6  Running Executables on HPC

Ok, we’ve gotten comfortable navigating around the HPC filesystem. Now how do we run executables on files?

Let’s talk about the two problems:

  1. How do we find executables on a cluster, and
  2. how do we load them up and run them?

6.1 A empty environment

Remember, we can poke around and see whether samtools is installed on the machine using which:

which samtools

If samtools is available, it will give the path. If it isn’t, you will have an empty response.

So if we don’t have samtools immediately available, how do we find it on our system? We can use environment modules to load software.

6.2 Environment Modules

Before you install your own versions of software, it’s important to realize that this problem may be solved for you.

Your first stop should be looking for environment modules on the HPC. Not all HPCs have these, but if they have them, this should be your first stop to find executables.

lmod is a system for loading and unloading software modules. It is usually installed on HPCs. The commands all start with module, and there are a number of ones that are useful for you.

  • module avail
  • module load
  • module purge

6.3 For FH Users: Modules benefit everyone

If there is a particular bit of software that you need to run on the FH cluster that’s not there, make sure to request it from SciComp. Someone else probably needs it and so making it known so they can add it as a Environment module will help other people.

For FH Users

On the FH cluster, ml is a handy command that combines module load and module avail.

You can load a module with ml <module_name>.

6.3.1 Tip: Load only as many modules as you need at a time

One of the big issues with bioinformatics software is that the toolchain (the software dependencies needed to run the software) can be different. So when possible, load only one or two modules at a time for each step of your analysis. When you’re done with that step, use module purge to clear out the software environment.

6.3.2 Tip: Always Use Versioning for Environment Modules

When you list the environment modules using module avail, you’ll see that there are versions for each of the modules. For example, SAMtools has a version called: SAMtools/0.1.20-foss-2018b. There usually is a default module selected (it will be specified by a (d)), so use that version in your script.

For example, here’s a full bash script that loads up samtools on rhino/gizmo:

#!/bin/bash
module load SAMtools/0.1.20-foss-2018b
samtools view -c $1 > counts.txt
module purge

6.3.3 Tip: module purge when you’re done

When you’re done with a software module, you should use module purge to clear out its’ software environment.

module purge

This is because there may be conflicting dependencies between modules (Python software especially). So purge your module when you’re done and clean up your environment.

6.3.4 Full Script Example

This is an example of a full script that uses environment modules.

#!/bin/bash
# samtools_count.sh
# Usage: ./samtools_count.sh my_bam_file.sh
# Outputs: my_bam_file.bam.counts.txt
module load SAMtools/1.19.2-GCC-13.2.0  #load the module
samtools view -c $1 > $1.counts.txt     #run the script 
module purge                            #purge the module

We can use this script by making it executable, and then run it with:

./samtools_count.sh my_bam_file.sh

This will output a counts file called my_bam_file.bam.counts.txt in our home directory.

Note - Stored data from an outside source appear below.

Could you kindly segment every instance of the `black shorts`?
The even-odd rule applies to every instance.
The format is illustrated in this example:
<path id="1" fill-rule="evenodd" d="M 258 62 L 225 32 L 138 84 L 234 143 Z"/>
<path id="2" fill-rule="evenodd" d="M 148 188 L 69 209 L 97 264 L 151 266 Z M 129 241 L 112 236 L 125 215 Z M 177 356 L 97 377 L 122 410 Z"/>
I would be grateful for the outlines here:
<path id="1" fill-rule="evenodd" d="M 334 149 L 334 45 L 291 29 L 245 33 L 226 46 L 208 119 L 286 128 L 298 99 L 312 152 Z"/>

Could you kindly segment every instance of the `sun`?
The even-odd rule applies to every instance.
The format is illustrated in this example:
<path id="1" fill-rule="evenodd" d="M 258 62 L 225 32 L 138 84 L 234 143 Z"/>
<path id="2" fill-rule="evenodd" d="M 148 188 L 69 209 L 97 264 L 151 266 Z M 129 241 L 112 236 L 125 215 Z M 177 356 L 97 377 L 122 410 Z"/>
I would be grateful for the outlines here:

6.4 Running Software that’s not available.

If there is not a module available for our software, then we have a few options, in terms of effort.

  1. Use a Docker container with apptainer that has our software in it
  2. Install the binary into our /home directory using conda
  3. Compile the executable ourselves

For more information about these different methods, please refer to this article: Why your computational environment is important.

We will get more in-depth into containers in the Interactive Shell chapter.